This weekend, a group of Lib Dem women will gather in a hotel in Milton Keynes for a weekend which, for some if not all of them, could be life-changing.
The third Future Women MPs weekend in the last year or so takes place. I remember going on a weekend like that back in the 90s and I made friends for life as well as learned valuable skills.
Caroline Voaden, now an MEP, went on one of these events last year along with a load of young Scottish women.
As this takes place, Liz Jarvis, a London writer who joined us last year after a lifetime of supporting Labour, has written for The Parliament Project about her experience in the party and how a Parliament Project initiative helped her develop the confidence to stand:
Through Lib Dem Women I found a mentor from the party’s Campaign for Gender Balance; she was incredibly encouraging and gave me lots of invaluable support and advice for what I needed to do to achieve my goal of becoming an approved parliamentary candidate.
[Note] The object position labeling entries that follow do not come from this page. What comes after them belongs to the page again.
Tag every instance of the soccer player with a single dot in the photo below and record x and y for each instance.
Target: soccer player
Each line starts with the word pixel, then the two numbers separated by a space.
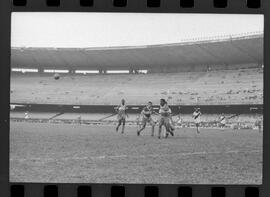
pixel 121 115
pixel 197 118
pixel 222 121
pixel 26 115
pixel 164 119
pixel 258 123
pixel 147 118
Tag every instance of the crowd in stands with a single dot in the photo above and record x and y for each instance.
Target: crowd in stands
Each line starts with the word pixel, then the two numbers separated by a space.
pixel 242 86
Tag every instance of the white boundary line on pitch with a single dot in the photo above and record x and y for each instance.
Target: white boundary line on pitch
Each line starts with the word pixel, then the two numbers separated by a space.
pixel 131 156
She also helped me see that my imagined barriers to standing – my age, the fact I haven’t been a career politician – could actually be turned into positives. I also discovered the Parliament Project via Twitter, and was thrilled when I was accepted on to the 12 week online Peer Support Circles at the start of January.
The sessions were every fortnight, which was manageable, and I loved ‘meeting’ the other women and sharing our political journeys, as well as the assignments we were given, which were fun and challenging. Each session felt as though we were making progress and exchanging ideas and experiences was incredibly rewarding.